The biggest problem, Travis knew, would simply be other drivers on the road. Even at night he’d be visible at the wheel, at least in brightly lit areas like cities and busy stretches of the freeway. Though no one in 1978 would have a cell phone with which to call the cops, there was no question that people would take action at the sight of a kid driving a car. But after only a few seconds, Travis thought he had the answer to that problem too. He considered it a moment longer, felt certain of it, then pushed it away and turned to Paige.

 

“I’ve been trying to think of someone better suited to taking a shot at it,” Travis said, “but no one comes to mind. Outside Tangent, we might’ve trusted Carrie if we weren’t likely to kill her in the process. Or Garner, if he were alive—though I’d have worried about his age too. And inside Tangent there are—what—four people older than me?”

 

Paige nodded, her eyes suddenly far away as she consulted a mental roster of Border Town. Travis had already covered that ground in his own head. Tangent’s population was skewed pretty young these days, given the near total replacement of personnel three years earlier. The new recruits hadn’t come straight out of grad school, but nearly all of them were under forty. Academics with solid track records and sufficiently few ties to politics or industry, drawn from all the nations that’d jointly founded Tangent. Of the four people older than Travis, none were American. Two were just a year older and had grown up in France. Another was maybe three years older and Russian. The oldest, at fifty-one, would’ve been seventeen the night Ruben Ward made his escape from Johns Hopkins. Seventeen and living in a remote village in northern China.

 

Whatever resistance Paige had harbored for the idea was slipping fast. She looked at the time on her phone; she’d been doing that every few minutes since Carrie had spoken of the deadline. Travis had done the same. Even this flight back to Border Town, dead straight at five hundred fifty miles per hour, felt like a colossal hemorrhage of time.

 

“I can get to Baltimore,” Travis said. “I can get the book.
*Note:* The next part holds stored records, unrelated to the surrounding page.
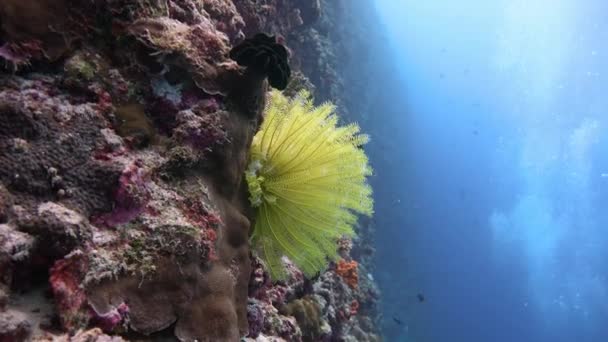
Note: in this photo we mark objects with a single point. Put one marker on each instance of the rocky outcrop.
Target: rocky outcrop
(124, 135)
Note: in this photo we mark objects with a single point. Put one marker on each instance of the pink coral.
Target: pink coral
(111, 319)
(70, 299)
(130, 197)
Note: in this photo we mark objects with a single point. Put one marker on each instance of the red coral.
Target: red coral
(110, 320)
(130, 197)
(348, 271)
(65, 279)
(354, 307)
(19, 54)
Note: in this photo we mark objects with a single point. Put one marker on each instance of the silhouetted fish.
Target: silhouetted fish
(264, 55)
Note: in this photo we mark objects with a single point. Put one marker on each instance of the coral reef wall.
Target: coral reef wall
(124, 136)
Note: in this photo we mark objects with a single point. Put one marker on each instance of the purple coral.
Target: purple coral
(130, 197)
(255, 317)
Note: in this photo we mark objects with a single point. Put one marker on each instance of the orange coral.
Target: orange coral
(349, 272)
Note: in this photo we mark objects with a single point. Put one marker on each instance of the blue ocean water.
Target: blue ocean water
(490, 147)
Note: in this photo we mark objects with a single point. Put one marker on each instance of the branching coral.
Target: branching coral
(307, 178)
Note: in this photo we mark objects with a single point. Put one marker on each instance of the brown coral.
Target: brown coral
(348, 271)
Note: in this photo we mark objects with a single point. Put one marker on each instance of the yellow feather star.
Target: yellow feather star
(307, 178)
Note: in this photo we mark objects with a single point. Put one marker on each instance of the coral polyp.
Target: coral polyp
(307, 178)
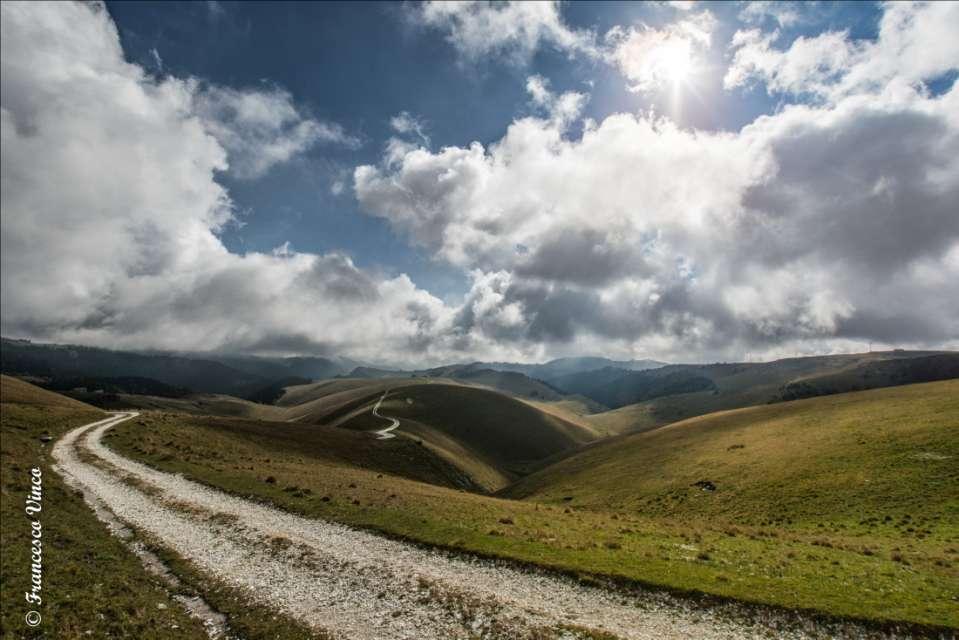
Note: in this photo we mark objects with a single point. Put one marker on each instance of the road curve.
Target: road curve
(384, 434)
(354, 584)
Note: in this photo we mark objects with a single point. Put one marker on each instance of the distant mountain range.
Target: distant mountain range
(669, 391)
(242, 376)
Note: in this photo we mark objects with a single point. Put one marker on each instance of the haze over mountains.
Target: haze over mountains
(649, 392)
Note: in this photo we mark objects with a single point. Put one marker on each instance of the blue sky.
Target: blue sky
(415, 183)
(359, 64)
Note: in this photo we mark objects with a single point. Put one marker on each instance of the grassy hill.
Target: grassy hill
(845, 504)
(90, 580)
(491, 436)
(645, 399)
(849, 456)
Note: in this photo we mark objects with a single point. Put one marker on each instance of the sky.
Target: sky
(419, 183)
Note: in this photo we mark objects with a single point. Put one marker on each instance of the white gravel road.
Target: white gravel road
(358, 585)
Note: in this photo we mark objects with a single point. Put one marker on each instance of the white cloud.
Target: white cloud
(111, 213)
(404, 123)
(515, 29)
(811, 229)
(262, 128)
(784, 14)
(650, 58)
(562, 109)
(157, 60)
(808, 230)
(916, 43)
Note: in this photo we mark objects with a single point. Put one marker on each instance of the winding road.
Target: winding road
(384, 434)
(354, 584)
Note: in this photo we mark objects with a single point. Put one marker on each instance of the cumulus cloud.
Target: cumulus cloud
(815, 228)
(261, 128)
(784, 14)
(515, 29)
(404, 123)
(650, 58)
(916, 43)
(111, 211)
(812, 228)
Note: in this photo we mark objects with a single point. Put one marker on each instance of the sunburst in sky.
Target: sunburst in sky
(444, 182)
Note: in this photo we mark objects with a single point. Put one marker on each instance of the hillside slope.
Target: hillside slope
(490, 435)
(97, 582)
(647, 399)
(854, 456)
(841, 562)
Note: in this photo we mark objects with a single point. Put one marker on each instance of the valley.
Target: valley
(756, 519)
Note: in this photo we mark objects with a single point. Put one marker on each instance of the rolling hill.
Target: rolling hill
(845, 504)
(853, 456)
(99, 581)
(647, 399)
(493, 437)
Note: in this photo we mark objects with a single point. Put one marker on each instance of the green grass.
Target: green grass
(492, 436)
(798, 519)
(91, 582)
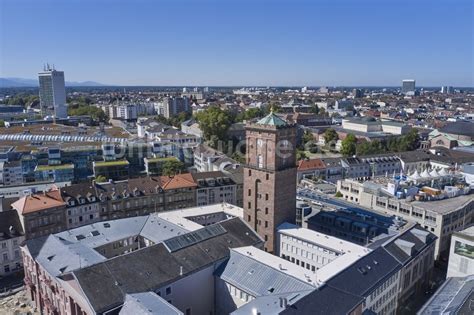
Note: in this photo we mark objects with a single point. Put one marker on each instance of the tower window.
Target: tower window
(260, 161)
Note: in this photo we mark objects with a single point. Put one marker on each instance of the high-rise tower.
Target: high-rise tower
(52, 93)
(270, 176)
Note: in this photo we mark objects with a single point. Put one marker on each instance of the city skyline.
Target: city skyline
(241, 43)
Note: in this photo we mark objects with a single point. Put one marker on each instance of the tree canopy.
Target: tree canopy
(172, 167)
(349, 145)
(214, 123)
(79, 110)
(408, 142)
(330, 135)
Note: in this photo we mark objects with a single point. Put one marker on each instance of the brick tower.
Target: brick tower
(270, 176)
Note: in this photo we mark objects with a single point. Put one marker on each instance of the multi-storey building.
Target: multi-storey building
(441, 217)
(63, 271)
(383, 277)
(11, 173)
(171, 106)
(41, 214)
(461, 253)
(82, 205)
(52, 93)
(270, 176)
(11, 236)
(214, 187)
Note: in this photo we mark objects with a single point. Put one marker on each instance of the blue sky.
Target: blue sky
(227, 42)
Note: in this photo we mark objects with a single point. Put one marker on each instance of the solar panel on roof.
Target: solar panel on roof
(191, 238)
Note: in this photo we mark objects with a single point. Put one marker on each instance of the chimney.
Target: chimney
(283, 302)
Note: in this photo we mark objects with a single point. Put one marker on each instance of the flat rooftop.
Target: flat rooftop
(183, 217)
(445, 205)
(279, 264)
(322, 240)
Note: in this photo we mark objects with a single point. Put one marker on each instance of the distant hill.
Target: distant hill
(21, 82)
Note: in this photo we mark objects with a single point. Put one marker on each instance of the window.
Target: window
(260, 161)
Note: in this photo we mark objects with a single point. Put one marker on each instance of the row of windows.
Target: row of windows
(300, 263)
(236, 292)
(383, 287)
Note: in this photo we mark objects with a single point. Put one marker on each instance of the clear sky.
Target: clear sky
(241, 42)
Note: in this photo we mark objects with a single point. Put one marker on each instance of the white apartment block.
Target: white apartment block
(461, 253)
(441, 217)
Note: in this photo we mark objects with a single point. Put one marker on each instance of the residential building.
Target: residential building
(184, 277)
(408, 87)
(114, 170)
(54, 173)
(461, 253)
(204, 158)
(269, 176)
(440, 216)
(171, 106)
(11, 236)
(214, 187)
(52, 93)
(41, 214)
(455, 296)
(179, 191)
(11, 173)
(313, 168)
(82, 205)
(454, 134)
(154, 166)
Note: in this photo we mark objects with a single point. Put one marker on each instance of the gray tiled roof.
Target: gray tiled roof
(453, 297)
(258, 279)
(150, 268)
(147, 303)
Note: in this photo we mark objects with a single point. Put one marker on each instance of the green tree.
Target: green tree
(330, 135)
(101, 179)
(172, 167)
(249, 114)
(95, 112)
(214, 122)
(315, 109)
(307, 137)
(301, 155)
(349, 145)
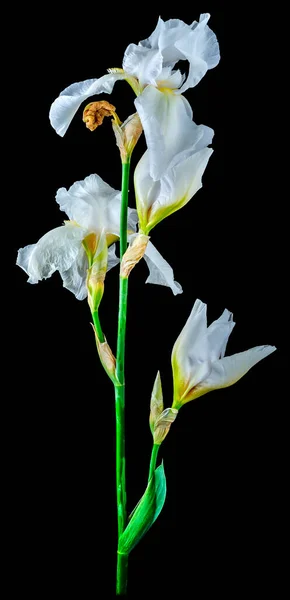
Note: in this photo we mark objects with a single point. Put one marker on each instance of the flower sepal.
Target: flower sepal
(107, 358)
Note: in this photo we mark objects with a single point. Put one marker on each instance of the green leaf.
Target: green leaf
(145, 513)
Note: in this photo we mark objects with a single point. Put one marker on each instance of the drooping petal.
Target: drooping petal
(190, 354)
(160, 272)
(165, 36)
(156, 200)
(146, 190)
(92, 203)
(170, 132)
(64, 108)
(143, 63)
(74, 279)
(230, 369)
(218, 334)
(57, 250)
(200, 47)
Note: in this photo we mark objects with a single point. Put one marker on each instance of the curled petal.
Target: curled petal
(92, 203)
(113, 259)
(170, 132)
(218, 334)
(143, 63)
(230, 369)
(200, 47)
(57, 250)
(64, 108)
(190, 353)
(160, 272)
(158, 199)
(74, 279)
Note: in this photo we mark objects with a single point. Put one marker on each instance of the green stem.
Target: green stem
(122, 562)
(153, 459)
(98, 327)
(122, 570)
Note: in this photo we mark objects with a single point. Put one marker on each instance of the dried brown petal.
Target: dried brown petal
(95, 112)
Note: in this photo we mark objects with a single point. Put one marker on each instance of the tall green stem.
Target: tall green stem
(153, 459)
(98, 327)
(122, 563)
It only costs us three minutes and sixteen seconds to try.”

 

“I guess your odds are better than mine,” Paige said. “I was negative two in 1978.”

 

They called Bethany and brought her up to speed, and by the time they’d landed, taken the Tap from the Primary Lab and returned to their residence on B16—at 8:25 in the morning—Bethany was waiting for them with all the useful information she’d unearthed. Which wasn’t a lot.

 

“Couldn’t nail down the exact timing of Ward’s exit,” she said. She adjusted her glasses, the same oversized pair she’d been wearing when Travis first met her last year in Atlanta. She looked young even for her age—could’ve passed for twenty without a hitch. When she really was twenty, she’d already been out of college and working for information-security firms, engineering the software that guarded the world’s secrets. In that field, the set of people on Earth with her skill level could’ve squeezed together into a good-sized elevator.

 

“I assume the Baltimore PD got involved,” Bethany said, “once the hospital realized Ward was missing, but any dispatch info from that time is long gone. The computerized records only go back to the late eighties. If there was more detailed paperwork filed, like a missing-persons report with witness statements, and maybe a description of the hospital’s camera feeds, I couldn’t find it. There might be a hard copy on a shelf somewhere, but there’s nothing I can read over broadband.”

 

“How about dated schematics of the hospital?” Paige said.

 

Bethany frowned. “I scored a hit on that one, but you’re not going to like it.”